これらの祭りは神と深いかかわりがあります。
春は豊作を神にお願いし、夏は神に疫病退散を願い、
秋は神に今年の豊作を感謝するために行います。
11月には新嘗祭(にいなめさい)と言って、五穀の収穫を祝い、
それを神にお供えして一年の恵みに感謝し、その供えたものを頂いて、
健康を願うお祭りです。
祭りの最も大切なことは、神を迎えるということです。
その神を迎え、供え物を献じ、神にささげる神楽という歌と舞をささげます。
(平成28年10月号『法愛』の「御神楽」参照)
神は仏教の仏像などのように、その姿を直接表すことをしません。
なんらかの媒体として、何かに寄り添うものに降臨されます。
それを依代(よりしろ)と表現していますが、
そこに神が降りられ、そのもの自体が神のご神体としての役割を果たすわけです。
それは境内にある老木あったりし、それを神木と表現したり、
特に榊(さかき)などの常緑樹が、その依代として重んじられています。
長野県の諏訪地方で七年に一度行われている御柱(おんばしら)も、
その木がご神木で神を迎える依代であり、神のご神体そのものといえます。
神に供える最も大切なものは酒と餅です。
酒は古来は濁り酒でした。
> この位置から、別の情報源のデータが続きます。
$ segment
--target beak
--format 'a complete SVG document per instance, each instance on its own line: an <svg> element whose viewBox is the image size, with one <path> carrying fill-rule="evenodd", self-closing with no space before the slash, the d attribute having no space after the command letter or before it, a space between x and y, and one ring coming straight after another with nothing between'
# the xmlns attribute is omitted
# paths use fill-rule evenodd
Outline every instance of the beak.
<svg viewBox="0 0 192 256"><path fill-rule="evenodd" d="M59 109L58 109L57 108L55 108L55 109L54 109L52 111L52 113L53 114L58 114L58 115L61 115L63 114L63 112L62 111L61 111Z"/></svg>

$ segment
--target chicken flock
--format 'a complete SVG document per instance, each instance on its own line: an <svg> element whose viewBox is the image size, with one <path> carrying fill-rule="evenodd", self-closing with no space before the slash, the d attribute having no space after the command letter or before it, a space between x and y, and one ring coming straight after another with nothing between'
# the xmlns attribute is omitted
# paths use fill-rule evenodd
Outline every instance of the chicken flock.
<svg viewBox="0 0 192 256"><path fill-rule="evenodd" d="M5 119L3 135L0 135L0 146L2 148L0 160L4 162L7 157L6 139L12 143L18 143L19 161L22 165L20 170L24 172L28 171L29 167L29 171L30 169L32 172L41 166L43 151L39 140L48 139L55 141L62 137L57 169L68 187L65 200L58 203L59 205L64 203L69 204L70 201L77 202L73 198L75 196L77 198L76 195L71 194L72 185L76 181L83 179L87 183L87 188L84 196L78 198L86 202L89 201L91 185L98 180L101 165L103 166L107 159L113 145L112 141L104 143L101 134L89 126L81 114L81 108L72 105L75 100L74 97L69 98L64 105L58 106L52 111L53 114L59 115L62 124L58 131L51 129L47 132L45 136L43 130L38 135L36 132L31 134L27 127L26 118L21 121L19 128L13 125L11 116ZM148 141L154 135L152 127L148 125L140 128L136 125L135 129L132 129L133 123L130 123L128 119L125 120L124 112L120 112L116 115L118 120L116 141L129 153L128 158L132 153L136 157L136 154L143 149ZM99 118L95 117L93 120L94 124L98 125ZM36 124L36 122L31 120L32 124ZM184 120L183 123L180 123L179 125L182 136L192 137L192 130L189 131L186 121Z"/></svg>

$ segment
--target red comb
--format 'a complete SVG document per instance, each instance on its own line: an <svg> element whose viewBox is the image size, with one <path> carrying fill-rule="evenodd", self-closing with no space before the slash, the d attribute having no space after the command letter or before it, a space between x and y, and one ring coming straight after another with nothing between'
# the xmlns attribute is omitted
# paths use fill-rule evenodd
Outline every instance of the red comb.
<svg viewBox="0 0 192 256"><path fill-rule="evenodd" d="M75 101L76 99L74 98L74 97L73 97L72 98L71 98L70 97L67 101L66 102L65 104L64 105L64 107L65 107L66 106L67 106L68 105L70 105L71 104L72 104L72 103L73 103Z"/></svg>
ですから、
お祭りの前夜に濁っている甘酒を作ったところもあって、
それをお祭りの日に供え、その供えた甘酒をおろしていただくところもありました。
餅は供えるのに、その形を随意に変化させることができるので尊ばれ、
特に、鏡餅(かがみもち)のような、大きな丸いお餅は
オスガタと呼ばれることもあって、
神のご神体と考えたところもあったようです。
また、その神聖な餅を小さく分けて配るところもあり、
あまねく神の恩恵をうけるという意味が、そこにあったのです。
酒や餅ばかりでなく、その地方の特産としての海や山の幸を供えます。
海の物には魚もあって、精進ものを供える仏教との違いが分かります。
また初物を供えては、神慮(しんりょ)として、神のみ心をなぐさめ、
神への信仰を大切にしたのです。
祭りは神に私たちの謙虚で感謝の思いをささげるために行われるものであることを、
心して感じ取っていくことが大切です。